I noticed many people had taken off their jackets because of the heat. There was no air-conditioning.

"I wouldn't like to be here in summer, we'd all be dead by now," I observed to no one in particular.

I turned to President Colin Marshall. "What paper do you read on Sunday?" I asked.

"Saturday's Guardian," he replied. I was getting nowhere fast. So I concentrated on the main course: poached breast of chicken and asparagus and mushroom sauce.

Marcus said, "We're on the rubber chicken circuit." He was right. I left 95% of mine. The potatoes, carrots and beans were fine. It was all efficiently served by girls in black trousers with white blouses.

At this point there was a bit of a brouhaha. There had been a long delay following the main course. I wanted to be back in my helicopter by 10pm. It was parked on a sports field at Keele University in adjacent Stoke-on-Trent.

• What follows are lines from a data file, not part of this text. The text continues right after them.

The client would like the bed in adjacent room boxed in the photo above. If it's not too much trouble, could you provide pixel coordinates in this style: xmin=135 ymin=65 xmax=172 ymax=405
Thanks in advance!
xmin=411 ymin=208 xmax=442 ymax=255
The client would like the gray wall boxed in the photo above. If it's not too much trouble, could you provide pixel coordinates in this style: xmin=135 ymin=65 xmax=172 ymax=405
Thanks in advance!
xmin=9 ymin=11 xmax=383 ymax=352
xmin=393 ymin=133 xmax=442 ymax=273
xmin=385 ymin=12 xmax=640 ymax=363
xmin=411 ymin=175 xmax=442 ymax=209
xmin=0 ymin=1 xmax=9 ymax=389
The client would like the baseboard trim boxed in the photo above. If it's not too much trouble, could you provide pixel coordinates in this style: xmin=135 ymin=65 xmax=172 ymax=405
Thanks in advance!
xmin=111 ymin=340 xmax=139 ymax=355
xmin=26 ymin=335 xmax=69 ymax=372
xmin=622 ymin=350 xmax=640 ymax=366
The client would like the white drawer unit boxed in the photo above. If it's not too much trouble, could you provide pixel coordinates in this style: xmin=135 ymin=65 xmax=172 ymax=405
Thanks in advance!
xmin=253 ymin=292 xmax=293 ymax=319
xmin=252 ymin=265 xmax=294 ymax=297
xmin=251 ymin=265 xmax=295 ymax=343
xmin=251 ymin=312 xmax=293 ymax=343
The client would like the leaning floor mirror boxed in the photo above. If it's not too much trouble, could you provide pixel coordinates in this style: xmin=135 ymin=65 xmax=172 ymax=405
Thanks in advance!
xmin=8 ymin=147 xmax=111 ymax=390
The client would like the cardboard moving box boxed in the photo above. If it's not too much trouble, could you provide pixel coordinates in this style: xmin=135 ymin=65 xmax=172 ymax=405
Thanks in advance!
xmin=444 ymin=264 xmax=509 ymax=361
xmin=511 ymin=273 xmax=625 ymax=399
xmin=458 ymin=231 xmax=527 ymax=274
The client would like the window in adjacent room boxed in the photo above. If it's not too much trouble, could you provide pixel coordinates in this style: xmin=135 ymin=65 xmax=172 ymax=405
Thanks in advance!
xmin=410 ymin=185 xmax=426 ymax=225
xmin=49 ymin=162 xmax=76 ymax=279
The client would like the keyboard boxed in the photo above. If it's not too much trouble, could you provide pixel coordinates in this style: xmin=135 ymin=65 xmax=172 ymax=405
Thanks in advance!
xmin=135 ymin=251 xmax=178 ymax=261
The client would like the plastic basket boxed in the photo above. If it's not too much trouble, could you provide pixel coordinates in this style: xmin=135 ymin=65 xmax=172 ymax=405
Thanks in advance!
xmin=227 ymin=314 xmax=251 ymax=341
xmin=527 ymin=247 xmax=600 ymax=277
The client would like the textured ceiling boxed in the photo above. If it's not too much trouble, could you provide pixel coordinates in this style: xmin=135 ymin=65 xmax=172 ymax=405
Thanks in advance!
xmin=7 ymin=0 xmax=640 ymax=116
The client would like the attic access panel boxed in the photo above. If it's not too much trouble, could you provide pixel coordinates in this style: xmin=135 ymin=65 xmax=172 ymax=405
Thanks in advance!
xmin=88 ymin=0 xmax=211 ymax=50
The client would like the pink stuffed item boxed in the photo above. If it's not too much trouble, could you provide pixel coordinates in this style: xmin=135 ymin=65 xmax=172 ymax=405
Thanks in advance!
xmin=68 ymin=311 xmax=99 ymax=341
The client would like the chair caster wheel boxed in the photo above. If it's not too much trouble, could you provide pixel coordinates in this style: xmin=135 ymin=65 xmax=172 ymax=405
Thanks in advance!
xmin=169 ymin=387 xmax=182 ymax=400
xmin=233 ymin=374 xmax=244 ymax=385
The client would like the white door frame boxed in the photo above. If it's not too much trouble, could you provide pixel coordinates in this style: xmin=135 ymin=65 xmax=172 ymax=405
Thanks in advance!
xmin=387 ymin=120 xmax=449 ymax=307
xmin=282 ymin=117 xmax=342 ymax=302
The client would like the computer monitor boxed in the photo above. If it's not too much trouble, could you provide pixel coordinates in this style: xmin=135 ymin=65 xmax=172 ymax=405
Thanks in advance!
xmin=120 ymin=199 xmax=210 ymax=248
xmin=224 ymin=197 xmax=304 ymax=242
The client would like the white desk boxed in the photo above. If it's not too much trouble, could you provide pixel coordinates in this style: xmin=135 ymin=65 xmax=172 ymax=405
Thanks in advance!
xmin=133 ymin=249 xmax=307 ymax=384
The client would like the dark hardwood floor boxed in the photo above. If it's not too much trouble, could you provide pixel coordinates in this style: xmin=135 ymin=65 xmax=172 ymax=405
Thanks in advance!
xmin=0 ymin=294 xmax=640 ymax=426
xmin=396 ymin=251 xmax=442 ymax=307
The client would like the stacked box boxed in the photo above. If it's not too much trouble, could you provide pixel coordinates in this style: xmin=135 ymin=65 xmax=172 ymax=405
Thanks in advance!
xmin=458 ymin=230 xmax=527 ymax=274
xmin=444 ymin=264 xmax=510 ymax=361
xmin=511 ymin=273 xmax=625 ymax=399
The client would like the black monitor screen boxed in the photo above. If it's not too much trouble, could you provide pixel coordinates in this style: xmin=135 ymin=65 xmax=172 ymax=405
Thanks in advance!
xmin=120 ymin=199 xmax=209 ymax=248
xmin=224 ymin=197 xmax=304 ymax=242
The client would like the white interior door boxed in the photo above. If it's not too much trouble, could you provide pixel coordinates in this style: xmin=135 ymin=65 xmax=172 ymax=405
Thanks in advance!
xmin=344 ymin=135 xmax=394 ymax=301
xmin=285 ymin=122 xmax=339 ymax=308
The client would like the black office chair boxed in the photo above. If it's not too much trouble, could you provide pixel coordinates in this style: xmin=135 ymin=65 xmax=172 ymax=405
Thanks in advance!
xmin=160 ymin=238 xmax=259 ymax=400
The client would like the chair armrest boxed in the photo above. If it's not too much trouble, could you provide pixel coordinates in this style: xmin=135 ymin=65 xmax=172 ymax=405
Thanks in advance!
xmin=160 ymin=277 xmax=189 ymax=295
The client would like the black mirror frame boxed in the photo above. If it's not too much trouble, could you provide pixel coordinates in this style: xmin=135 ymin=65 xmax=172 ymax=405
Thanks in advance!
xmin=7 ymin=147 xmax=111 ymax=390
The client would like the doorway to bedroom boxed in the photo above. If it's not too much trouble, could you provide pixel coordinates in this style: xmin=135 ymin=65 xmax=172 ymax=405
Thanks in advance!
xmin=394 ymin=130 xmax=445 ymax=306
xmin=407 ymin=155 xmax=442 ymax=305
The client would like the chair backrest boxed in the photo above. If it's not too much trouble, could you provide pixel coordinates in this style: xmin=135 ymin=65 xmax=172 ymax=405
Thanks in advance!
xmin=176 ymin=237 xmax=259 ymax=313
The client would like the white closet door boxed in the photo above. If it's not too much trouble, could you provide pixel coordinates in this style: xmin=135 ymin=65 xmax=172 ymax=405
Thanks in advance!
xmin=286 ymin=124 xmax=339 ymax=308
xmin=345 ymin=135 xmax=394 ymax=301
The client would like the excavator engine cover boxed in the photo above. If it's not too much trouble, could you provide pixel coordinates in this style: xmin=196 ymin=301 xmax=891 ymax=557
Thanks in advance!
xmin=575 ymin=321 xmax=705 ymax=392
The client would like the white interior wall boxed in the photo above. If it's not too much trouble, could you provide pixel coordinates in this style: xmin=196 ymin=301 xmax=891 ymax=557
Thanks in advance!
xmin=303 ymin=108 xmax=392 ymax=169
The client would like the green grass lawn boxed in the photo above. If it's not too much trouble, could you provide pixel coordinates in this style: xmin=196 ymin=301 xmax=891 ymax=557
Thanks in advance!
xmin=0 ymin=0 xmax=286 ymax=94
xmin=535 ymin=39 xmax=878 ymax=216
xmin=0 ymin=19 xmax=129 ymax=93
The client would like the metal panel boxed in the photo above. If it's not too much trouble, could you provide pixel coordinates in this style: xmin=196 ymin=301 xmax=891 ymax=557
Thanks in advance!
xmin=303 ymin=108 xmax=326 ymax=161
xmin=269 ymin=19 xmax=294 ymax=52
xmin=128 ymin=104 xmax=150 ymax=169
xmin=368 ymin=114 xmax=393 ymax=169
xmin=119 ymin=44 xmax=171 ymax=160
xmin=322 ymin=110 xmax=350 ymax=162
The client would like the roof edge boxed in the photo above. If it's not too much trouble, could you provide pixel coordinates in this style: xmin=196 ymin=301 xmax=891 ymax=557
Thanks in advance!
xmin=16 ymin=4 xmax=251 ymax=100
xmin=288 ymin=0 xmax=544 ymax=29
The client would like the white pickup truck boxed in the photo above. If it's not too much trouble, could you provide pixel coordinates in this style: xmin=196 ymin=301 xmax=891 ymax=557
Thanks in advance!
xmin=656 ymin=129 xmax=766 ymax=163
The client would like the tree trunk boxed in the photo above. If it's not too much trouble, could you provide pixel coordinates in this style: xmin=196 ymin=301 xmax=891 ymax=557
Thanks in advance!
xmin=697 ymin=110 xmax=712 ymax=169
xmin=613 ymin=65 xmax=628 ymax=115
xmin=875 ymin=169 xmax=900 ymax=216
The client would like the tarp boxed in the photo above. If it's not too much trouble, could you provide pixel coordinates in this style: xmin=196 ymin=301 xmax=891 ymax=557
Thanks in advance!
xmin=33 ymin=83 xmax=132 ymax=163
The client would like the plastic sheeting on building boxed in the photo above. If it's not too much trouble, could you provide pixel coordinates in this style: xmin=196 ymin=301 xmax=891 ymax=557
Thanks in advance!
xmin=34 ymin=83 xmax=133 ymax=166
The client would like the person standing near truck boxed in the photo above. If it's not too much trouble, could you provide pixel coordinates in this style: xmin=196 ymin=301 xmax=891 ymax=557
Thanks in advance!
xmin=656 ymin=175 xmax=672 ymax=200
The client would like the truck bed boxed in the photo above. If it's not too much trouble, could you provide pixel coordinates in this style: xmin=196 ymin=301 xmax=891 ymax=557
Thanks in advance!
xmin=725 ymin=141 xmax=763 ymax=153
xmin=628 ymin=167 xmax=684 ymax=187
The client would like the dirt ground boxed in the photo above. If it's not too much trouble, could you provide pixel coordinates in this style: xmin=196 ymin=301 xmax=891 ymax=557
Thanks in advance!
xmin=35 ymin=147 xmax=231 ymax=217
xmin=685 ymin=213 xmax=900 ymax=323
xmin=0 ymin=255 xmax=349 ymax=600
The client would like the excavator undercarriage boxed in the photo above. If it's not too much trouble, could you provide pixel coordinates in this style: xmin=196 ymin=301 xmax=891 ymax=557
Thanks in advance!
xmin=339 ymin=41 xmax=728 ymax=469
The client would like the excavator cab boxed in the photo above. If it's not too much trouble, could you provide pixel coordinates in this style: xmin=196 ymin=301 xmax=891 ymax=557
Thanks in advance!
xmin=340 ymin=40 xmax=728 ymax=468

The question arose as to whether I should speak now or after the dessert, a trio of profiteroles served with warm chocolate sauce. I decided to perform at once rather than risk upsetting the helicopter pilot. Although I say it myself, and with extreme modesty, my speech was, as always, extremely witty and well received.

After that I signed a lot of books thinking, "None of them paid for these, they were all provided free by Chrysalis." I noted about a quarter of the booksellers didn't ask me to dedicate an inscription to anyone. "I bet they'll use them as stock and flog 'em," I murmured to Geraldine. "Why shouldn't they?" she said. She was right. They were all very nice people.

As I got up to go, Marcus observed, "You must try the profiteroles, they're absolutely awful." That's a major inducement if ever I heard one.

  • Winner Takes All by Michael Winner published by Robson Books at £17.95.

    Copies can be ordered for £14.36 plus £2.25 p&p from The Sunday Times Books First on 0870 165 8585. or at www.timesonline.co.uk/booksfirstbuy

    Winner's letters

    You look like the Cheshire Cat in Alice in Wonderland. With complexion darkening, receding hairline and ever-narrowing eyes you're in danger of disappearing from your photos altogether, leaving nothing but a smile. Perhaps the result of enjoying too much cream.
    Jacqueline Grace, Lincolnshire

    Like you last week I left La Petite Maison in Nice without paying. I asked for the bill. Twenty minutes later, no joy. My companions, ready for bed, left. I said I'd stay to settle up. After a further three requests and 20 minutes of plastic, napkin and hankie waving I decided they didn't need my money and went. That woke the waiter up! He found he could spare time, and relieved me of my cash.
    Shaun Power, Bedfordshire

    You wrote, "I pressed £500 of euros into the breast pocket of the passing waiter." This sort of show-off, brash behaviour can set a precedent. When we've eaten at La Petite Maison the waiters have been impatient, very rude and our dinner cost nowhere near £500.
    Rosemarie Saunders Guernsey

    Our experience at La Petite Maison was nothing like Mr Winner's. It was almost a total disaster. An evening spoilt. The food was just fair and the service non-existent. Nicole Rubi asked if we'd enjoyed the meal. I replied, "five out of 10".
    Harvey Castle, London

    I read last week you made a documentary on the aircraft carrier HMS Victorious in 1957. I had to land my aircraft on Victorious in 1958 when I couldn't find HMS Eagle. I always wondered where that big dent in the deck had come from.
    David Gunn, Gloucestershire

    Interesting that Michael worked on a documentary in 1957 aboard HMS Victorious. Presumably this was in lieu of national service. Did he get a medal?
    Gordon Harrison, Coventry

    On HMS Victorious I was the pilot given the job of keeping Mr Winner out of trouble and away from restricted areas. It was believed we had atom bombs on board. I showed him around and tried to be helpful. We all remember the Christmas card he sent to the wardroom showing Michael holding a shotgun with one foot on a dead Father Christmas.